Yine aylardan Kasım ve sende kaldı sol yanım. Sonbahar soğuk yüzünü ve hüznünü iyiden iyiye hissettiriyor. İçimde yaşanmışlıklar ve unutulmayanlarla birlikte baharda ağaçların dalları yeşil yapraklarla canlanırken şimdi ise içimdeki güz yangınları eşliğinde aynı yaprakların sararmış ve farklı renkler halinde tutunduğu dallara veda edip toprağa düşüşünü seyrediyorum.
Düşüncelerim paramparça, batmak için vaktini bekleyen bir güneş gibi soğuk gecelere doğru yol alıyorum. Uzaklarda etrafını saran sis dumanıyla kendini gizlersin. Ne seni duyan olur ne de sen onları duyar ve görürsün. Eski dostların etrafından uzaklaşmış dağılmış, kendi telaşına düşmüştür ve kirlenmiş dünyada her ne yöne baksan insanlığa veda etmiş insanları görüyorum. Geceden gündüzü dönen bir şafak vaktin de göz yaşı gibi yere düşen çiy taneleri eşliğinde mutlu bir güne uyanmak istiyorum.
Harflere gizlenmiş aşk şiileri fısıldasam kulağına, bir bahar cemresi gibi düşsem kalbinin tam orta yerine. Kötülükler birden kaybolsa mutluluk güneşi bizi ısıtsa, nakış nakış dokusak sevgiyi ve aşkı ama acı kaşığından tatlı gelmez. Ölüm vakti gelmeden mutluluk arıyorum ve İyilikleri topluyorum mezarıma gitmeden. Sevmeyen ve sevgisiz yaşayanlara inat Sevgi çiçeklerinin açması için mücadele ediyorum. Kış beyaz örtüsüyle,
İlkbahar yeşilliğiyle,
Yaz ısıtan güneş ile,
Sonbahar yağan yağmurun göz yaşı damlaları eşliğinde vedalarıyla, Hayat sevdiklerimizle güzel.
Bilirim Şiirler seni etkilemez ama olsun.
Bir sen varsın sol yanımda atan,
Hayat sensiz soluk ve renksiz.
Seni nasıl özledim bir bilsen.
Zaman geri gelmez, yaşananlar unutulmaz.
Bir geriye sen kalırsın bir de yalnızlığım.

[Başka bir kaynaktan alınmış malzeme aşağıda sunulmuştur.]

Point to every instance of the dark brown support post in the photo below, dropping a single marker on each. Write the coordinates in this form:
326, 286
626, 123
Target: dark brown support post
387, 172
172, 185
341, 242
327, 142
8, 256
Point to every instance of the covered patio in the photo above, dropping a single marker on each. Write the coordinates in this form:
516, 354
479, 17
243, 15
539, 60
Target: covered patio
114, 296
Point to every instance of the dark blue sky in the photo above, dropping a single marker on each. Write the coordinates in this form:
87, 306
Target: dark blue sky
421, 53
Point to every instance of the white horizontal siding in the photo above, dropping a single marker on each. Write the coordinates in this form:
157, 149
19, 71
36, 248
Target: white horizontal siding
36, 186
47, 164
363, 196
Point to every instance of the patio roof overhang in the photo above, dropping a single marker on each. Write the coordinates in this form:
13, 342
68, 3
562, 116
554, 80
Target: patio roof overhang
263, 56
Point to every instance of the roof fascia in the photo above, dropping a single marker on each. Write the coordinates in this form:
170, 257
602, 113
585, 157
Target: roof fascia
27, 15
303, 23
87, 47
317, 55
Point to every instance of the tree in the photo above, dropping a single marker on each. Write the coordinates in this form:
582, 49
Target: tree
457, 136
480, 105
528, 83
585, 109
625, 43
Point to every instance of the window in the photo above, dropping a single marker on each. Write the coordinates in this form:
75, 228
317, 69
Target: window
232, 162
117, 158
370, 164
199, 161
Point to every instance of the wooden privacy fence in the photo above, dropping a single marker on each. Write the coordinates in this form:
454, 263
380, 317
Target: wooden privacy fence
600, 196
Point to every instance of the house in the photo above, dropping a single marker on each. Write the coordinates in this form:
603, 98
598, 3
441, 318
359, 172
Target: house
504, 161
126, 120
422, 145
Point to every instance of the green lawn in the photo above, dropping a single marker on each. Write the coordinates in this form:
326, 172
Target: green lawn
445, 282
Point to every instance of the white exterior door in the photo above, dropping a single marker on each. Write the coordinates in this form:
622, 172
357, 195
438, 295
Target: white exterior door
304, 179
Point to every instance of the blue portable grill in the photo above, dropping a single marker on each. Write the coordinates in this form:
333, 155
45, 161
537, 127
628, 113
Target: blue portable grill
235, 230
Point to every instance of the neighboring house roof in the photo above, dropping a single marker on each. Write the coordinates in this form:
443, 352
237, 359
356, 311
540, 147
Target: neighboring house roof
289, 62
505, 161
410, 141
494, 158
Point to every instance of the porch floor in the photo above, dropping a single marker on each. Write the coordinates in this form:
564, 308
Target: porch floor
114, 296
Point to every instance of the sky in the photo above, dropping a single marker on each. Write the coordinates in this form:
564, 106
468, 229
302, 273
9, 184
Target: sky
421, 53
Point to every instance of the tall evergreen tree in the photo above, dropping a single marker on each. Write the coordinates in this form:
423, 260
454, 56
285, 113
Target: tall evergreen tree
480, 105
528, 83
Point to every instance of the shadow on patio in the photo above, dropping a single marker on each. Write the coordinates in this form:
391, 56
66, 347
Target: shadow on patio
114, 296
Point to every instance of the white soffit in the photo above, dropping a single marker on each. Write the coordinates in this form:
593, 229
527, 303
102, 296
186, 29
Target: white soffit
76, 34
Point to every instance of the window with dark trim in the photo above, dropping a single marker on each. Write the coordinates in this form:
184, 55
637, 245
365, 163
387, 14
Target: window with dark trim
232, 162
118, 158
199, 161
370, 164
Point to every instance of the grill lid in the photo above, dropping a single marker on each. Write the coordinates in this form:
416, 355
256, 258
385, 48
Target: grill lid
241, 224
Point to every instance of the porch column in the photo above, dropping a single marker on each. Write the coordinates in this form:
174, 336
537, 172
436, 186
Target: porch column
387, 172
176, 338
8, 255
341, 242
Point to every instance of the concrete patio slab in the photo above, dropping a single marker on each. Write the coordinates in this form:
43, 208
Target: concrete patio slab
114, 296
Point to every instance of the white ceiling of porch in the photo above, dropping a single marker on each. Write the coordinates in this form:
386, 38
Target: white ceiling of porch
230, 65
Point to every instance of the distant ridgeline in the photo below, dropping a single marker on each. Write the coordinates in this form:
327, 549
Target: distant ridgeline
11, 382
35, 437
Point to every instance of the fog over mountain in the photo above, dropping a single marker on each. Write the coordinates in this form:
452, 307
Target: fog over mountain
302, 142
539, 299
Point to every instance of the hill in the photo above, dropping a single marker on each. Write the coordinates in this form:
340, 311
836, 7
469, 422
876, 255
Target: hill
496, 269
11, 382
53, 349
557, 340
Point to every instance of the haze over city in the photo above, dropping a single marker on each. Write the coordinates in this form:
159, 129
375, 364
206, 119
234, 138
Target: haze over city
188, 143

Herşey değişir ama benim sana olan sevgim değişmez. Değişmesin varsın sen uzaklarda ol, elin elime, tenin tenime değmesin, gözlerinin içinde kendimi görmeyeyim, egenin soğuk ve derin sularında ki kalbinin atışında ben olayım yeter.
Şimdi uzaklardan gönül hicranla doldu, Hiç ayrılmamam derken kavuşmak hayal oldu nağmelerinin eşliğimde sende kayboluyorum. Bilinmeyen bir ormanın ıssız bir köşesinde ki barakamın şöminesi önünde üşüyen ellerimi ısıtmaya çalışırken, bir yandan kırmızı şarap ve bana seni hatırlatan Sarıgüller arasında senin yokluğunu gideriyorum. Duvarlar konuşmuyor ama senin şarkını kulağıma fısıldıyor, “hadi gel yıldızlardan bakalım dünyada ki neslimize” ve eskiden geriye kalanlarla yetiniyor, beni yoran hayat ile baş başa kalıyorum. Sarıgül solmayacak çünkü onun için gözyaşlarım var.